Develop Product Platforms
Many organizations design products one at a time, giving little thought to succeeding generations of the product. Developing product platforms, however, can provide strategic advantage for an organization.

A product platform is a family of products that shares a common technology and addresses a related set of marketplace needs. Platforms are planned so several derivative products can be launched, generation after generation.

Books tend to be generated as platforms. If you compare various generations of a book, first and second editions will typically have a great deal of commonality. Software is also developed this way.

In fact, life is this way. The human genome project was dedicated to characterizing human genetic makeup. One of the startling discoveries was that the DNA of earthworms and humans is about 70% identical. With gorillas and humans, the likeness is approximately 99%.

Product platforms are not new, either. They allow companies to shorten time to market, provide greater flexibility, save money and react to market shifts more quickly. Product platforms are a key DFSS strategy.

Have Management Guide and Lead
Executives must do more than just “sign the check” and expect results. Management must provide both guidance and leadership for a change the magnitude of DFSS to happen. DFSS is a revolutionary approach to designing new products and processes, and such change will not happen on its own.

Unless the need for this type of change is defined and communicated effectively so every employee understands its benefit, DFSS experiences massive resistance. Management, therefore, needs to take the time to understand the tools and implications of DFSS, provide leadership, generate the vision, allocated necessary resources, monitor progress, communicate about the improvement model and demand and reward success.
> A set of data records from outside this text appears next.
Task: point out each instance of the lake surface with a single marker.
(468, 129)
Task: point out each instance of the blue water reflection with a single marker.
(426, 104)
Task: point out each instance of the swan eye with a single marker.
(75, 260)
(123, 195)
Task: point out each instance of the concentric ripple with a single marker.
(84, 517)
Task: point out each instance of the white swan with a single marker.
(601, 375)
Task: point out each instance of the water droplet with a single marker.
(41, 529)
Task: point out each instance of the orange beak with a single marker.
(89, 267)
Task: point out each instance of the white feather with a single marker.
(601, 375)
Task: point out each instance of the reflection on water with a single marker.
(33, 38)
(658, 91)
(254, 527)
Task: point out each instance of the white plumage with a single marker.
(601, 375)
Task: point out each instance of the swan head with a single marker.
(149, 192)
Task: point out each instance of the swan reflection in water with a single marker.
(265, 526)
Managers should take time to talk with the new product team members, particularly in the early phases of deployment. Most of us do what we believe our managers want us to do and what they reward. A new product team is no exception.

Design Simplicity
Back in the late 1980s, a new disk drive was really a new disk drive—down to the screws used as fasteners. In fact, the RA-90 was designed with 11 different screw types (after using design simplicity approaches, the number was reduced to three) to fasten the major subsystems to the base plate.
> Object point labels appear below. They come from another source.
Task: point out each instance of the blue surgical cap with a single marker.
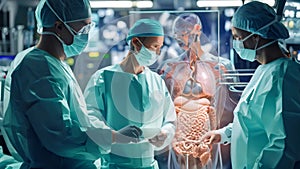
(185, 23)
(145, 28)
(255, 15)
(50, 11)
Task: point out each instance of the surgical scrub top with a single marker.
(122, 99)
(45, 116)
(259, 128)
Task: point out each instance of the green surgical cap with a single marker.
(50, 11)
(255, 15)
(145, 28)
(185, 23)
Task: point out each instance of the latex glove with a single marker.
(159, 139)
(211, 137)
(127, 134)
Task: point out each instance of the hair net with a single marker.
(145, 28)
(185, 22)
(255, 15)
(49, 11)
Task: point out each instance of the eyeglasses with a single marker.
(84, 30)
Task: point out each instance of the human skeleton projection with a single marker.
(193, 81)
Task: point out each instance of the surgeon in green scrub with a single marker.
(129, 93)
(264, 130)
(46, 123)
Thanks to the work of Geoffrey Boothroyd and Peter Dewhurst,4 companies have been able to make great strides in reducing costs and improving reliability. Design for assembly (one of the DFMA techniques) dictates manufacturing and manufacturing engineering be involved early in the new product development effort.

One key is to maximize ease of manufacturing by simplifying the design through part count reduction. Design complexity is an important metric that can be used as a benchmarking or baseline tool. It is a technique for comparing competitive designs (assuming both provide the same intended functions).

Complexity is computed as the cube root of X, where X is calculated as (the number of parts) x (number of part types) x (number of interfaces). Lower complexity is better. Lower complexity means lower cost, higher reliability and fewer opportunities for assembly errors. Lower complexity is another key DFSS tool that must be adopted by organizations.

Long-Term Success
For the majority of organizations, long-term success is tied directly to the new product development process. Tomorrow’s revenue and growth are tightly bound to how successful you are at launching new products.

DFSS can serve as a mechanism to revolutionize the way you develop new products. To reap its benefits, you must be prepared to make major changes.
The size of the effort is formidable, but the payoff may be no smaller than company survival.

REFERENCES

  1. Robert G. Cooper, Winning at New Products (Boston: Addison-Wesley Publishing Co., 1994).
  2. Ibid.
  3. “From the Nexus of Lexus,” BusinessWeek, Sept. 3, 2001, p. 23B.
  4. Geoffrey Boothroyd and Peter Dewhurst, Product Design for Manufacture and Assembly (New York: Marcel Dekker, 1994).